Güttler, S. ; Society for Imaging Science and Technology -IS&T-; Imaging Society of Japan -ISJ-:
Digital Fabrication 2010. NIP 26, 26th International Conference on Digital Printing Technologies. Technical programs and proceedings : September 19 - 23, 2010, Austin, Texas
Springfield/Va.: IS&T, 2010
ISBN: 978-0-89208-292-6
ISBN: 978-0-89208-293-3
International Conference on Digital Printing Technologies (NIP) <26, 2010, Austin/Tex.>
Conference on Digital Fabrication <6, 2010, Austin/Tex.>
Fraunhofer ENAS ()

The ink-jet printing technology is one of the most promising alternatives to photolithographic and masking technology allowing additive patterning of functional materials such as conductors, insulators, and semiconductors on a substrate. This approach enables the fabrication of cost-effective electronics.
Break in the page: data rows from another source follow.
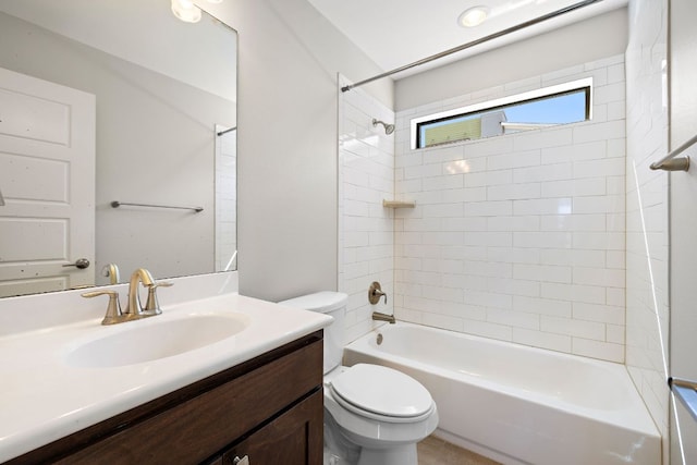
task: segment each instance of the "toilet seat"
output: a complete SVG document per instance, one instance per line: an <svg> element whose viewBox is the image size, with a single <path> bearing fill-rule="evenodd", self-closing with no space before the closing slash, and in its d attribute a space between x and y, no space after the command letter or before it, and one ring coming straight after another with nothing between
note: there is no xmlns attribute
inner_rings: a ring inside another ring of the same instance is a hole
<svg viewBox="0 0 697 465"><path fill-rule="evenodd" d="M392 368L358 364L331 380L329 388L341 406L364 417L388 423L415 423L435 408L426 388Z"/></svg>

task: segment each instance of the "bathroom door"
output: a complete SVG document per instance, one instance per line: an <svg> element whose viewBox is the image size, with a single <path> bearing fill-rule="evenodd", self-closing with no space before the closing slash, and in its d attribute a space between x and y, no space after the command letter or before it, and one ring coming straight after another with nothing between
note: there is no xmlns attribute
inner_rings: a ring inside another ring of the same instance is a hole
<svg viewBox="0 0 697 465"><path fill-rule="evenodd" d="M0 69L0 296L95 282L94 95Z"/></svg>

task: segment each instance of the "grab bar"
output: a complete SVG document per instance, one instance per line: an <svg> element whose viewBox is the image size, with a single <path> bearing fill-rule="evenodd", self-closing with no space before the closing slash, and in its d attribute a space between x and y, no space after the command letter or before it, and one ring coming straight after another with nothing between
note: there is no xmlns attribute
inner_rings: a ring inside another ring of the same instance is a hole
<svg viewBox="0 0 697 465"><path fill-rule="evenodd" d="M119 201L119 200L114 200L111 203L111 207L112 208L119 208L122 205L127 205L131 207L148 207L148 208L174 208L178 210L194 210L197 213L200 211L204 211L204 207L174 207L174 206L170 206L170 205L152 205L152 204L133 204L133 203L129 203L129 201Z"/></svg>
<svg viewBox="0 0 697 465"><path fill-rule="evenodd" d="M687 150L693 144L697 143L697 135L687 140L685 144L672 150L665 157L651 163L649 167L651 170L664 170L664 171L687 171L689 170L689 157L675 158L683 151Z"/></svg>
<svg viewBox="0 0 697 465"><path fill-rule="evenodd" d="M670 377L668 386L697 421L697 382Z"/></svg>

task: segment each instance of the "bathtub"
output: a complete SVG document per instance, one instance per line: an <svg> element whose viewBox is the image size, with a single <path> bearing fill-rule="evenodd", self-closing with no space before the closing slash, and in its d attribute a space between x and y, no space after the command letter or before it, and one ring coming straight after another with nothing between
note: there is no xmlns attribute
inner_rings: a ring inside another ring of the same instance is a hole
<svg viewBox="0 0 697 465"><path fill-rule="evenodd" d="M623 365L403 322L348 344L344 364L357 363L420 381L438 405L436 436L504 464L661 463Z"/></svg>

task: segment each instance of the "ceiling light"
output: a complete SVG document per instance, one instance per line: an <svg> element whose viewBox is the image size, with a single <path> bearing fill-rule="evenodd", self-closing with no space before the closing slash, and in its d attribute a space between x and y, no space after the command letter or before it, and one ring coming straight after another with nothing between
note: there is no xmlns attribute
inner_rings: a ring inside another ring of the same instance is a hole
<svg viewBox="0 0 697 465"><path fill-rule="evenodd" d="M191 0L172 0L172 13L185 23L200 21L200 9Z"/></svg>
<svg viewBox="0 0 697 465"><path fill-rule="evenodd" d="M484 23L487 16L489 16L489 9L487 7L473 7L460 15L457 23L463 27L475 27Z"/></svg>

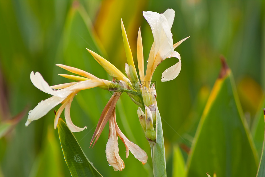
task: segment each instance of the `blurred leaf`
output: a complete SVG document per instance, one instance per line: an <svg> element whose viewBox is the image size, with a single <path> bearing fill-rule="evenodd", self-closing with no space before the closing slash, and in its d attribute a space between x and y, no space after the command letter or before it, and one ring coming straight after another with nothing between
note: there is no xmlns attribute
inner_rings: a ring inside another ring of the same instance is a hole
<svg viewBox="0 0 265 177"><path fill-rule="evenodd" d="M188 177L253 176L258 158L230 70L223 66L203 114L188 162Z"/></svg>
<svg viewBox="0 0 265 177"><path fill-rule="evenodd" d="M57 127L64 159L72 176L102 176L88 159L74 135L61 119L59 119Z"/></svg>
<svg viewBox="0 0 265 177"><path fill-rule="evenodd" d="M44 147L33 163L31 177L60 177L63 176L61 163L63 162L60 155L59 145L54 135L51 126L48 127Z"/></svg>
<svg viewBox="0 0 265 177"><path fill-rule="evenodd" d="M263 109L263 114L264 120L265 120L265 108ZM262 152L261 153L261 157L259 165L259 169L257 173L257 177L263 177L265 176L265 133L264 134L264 139L263 141L263 147Z"/></svg>
<svg viewBox="0 0 265 177"><path fill-rule="evenodd" d="M185 161L178 146L173 146L174 155L173 157L173 177L184 177L186 176L185 171Z"/></svg>

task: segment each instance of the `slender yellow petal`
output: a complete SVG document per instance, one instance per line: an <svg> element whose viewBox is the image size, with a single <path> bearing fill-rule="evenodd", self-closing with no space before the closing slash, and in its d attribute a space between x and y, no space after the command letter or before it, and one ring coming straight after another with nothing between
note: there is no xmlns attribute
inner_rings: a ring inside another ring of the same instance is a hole
<svg viewBox="0 0 265 177"><path fill-rule="evenodd" d="M143 42L141 34L141 27L138 31L137 40L137 60L138 61L138 69L141 81L145 80L145 71L144 69L144 51L143 49Z"/></svg>
<svg viewBox="0 0 265 177"><path fill-rule="evenodd" d="M190 36L189 36L189 37L187 37L186 38L184 38L183 39L182 39L182 40L180 40L180 41L179 41L178 42L177 42L177 43L176 43L176 44L173 44L173 47L174 47L174 49L175 49L175 48L177 48L177 47L180 44L181 44L182 43L182 42L184 41L184 40L186 40L186 39L188 39L188 38L190 37Z"/></svg>
<svg viewBox="0 0 265 177"><path fill-rule="evenodd" d="M84 81L89 79L86 78L81 77L78 76L74 76L74 75L63 74L59 74L59 75L63 77L64 78L65 78L67 79L70 79L75 81Z"/></svg>
<svg viewBox="0 0 265 177"><path fill-rule="evenodd" d="M133 62L133 58L132 58L132 51L130 47L130 45L129 44L129 41L128 40L128 38L127 37L127 35L126 32L125 31L125 28L124 25L123 25L123 23L122 20L121 20L121 32L122 33L122 38L123 39L123 43L124 44L124 48L125 48L125 52L126 53L126 57L127 57L127 61L128 62L128 64L129 65L132 65L136 71L136 69L134 65L134 62Z"/></svg>
<svg viewBox="0 0 265 177"><path fill-rule="evenodd" d="M74 67L69 66L61 64L57 64L55 65L63 69L64 69L68 71L70 71L71 73L86 77L91 79L98 80L99 79L93 74L92 74L90 73L80 69L78 69Z"/></svg>
<svg viewBox="0 0 265 177"><path fill-rule="evenodd" d="M124 78L126 78L124 74L108 60L93 51L86 48L111 76L115 77L119 80L124 81L125 82L129 81L128 79L128 80L124 79Z"/></svg>

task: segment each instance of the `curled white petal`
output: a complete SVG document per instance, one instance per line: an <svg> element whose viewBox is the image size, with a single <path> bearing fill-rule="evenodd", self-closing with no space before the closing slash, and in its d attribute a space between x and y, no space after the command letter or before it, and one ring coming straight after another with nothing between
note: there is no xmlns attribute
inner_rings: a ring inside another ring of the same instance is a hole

In particular, printable amorphous oxides have some advantages compared to other solution processable organic materials like atmospheric and temperature stability and relatively high field- effect mobility, which make them competitive candidates to be integrated in functional devices and smart systems. Here we report on the fabrication of basic electronic building blocks (e.g. a diode, resistor, capacitor) based on ink-jet printed amorphous oxides and metal contacts as active and passive device layers. Printed components are based on originally synthesized amorphous semiconductive oxides and metallic inks. After printing, low temperature sintering method developed by N ovaCentrix® (PulseForge®) was performed in order to form the device active and passive layers. This was accomplished by using proprietary high-intensity flash lamps at very short pulse durations allowing us to use a low-cost Polyethylene terephthalate (PET) plastic film as the substrate material. Obtained results may open novel routes for the development of a next generation of Large Area Printed Electronics based on printed amorphous oxides.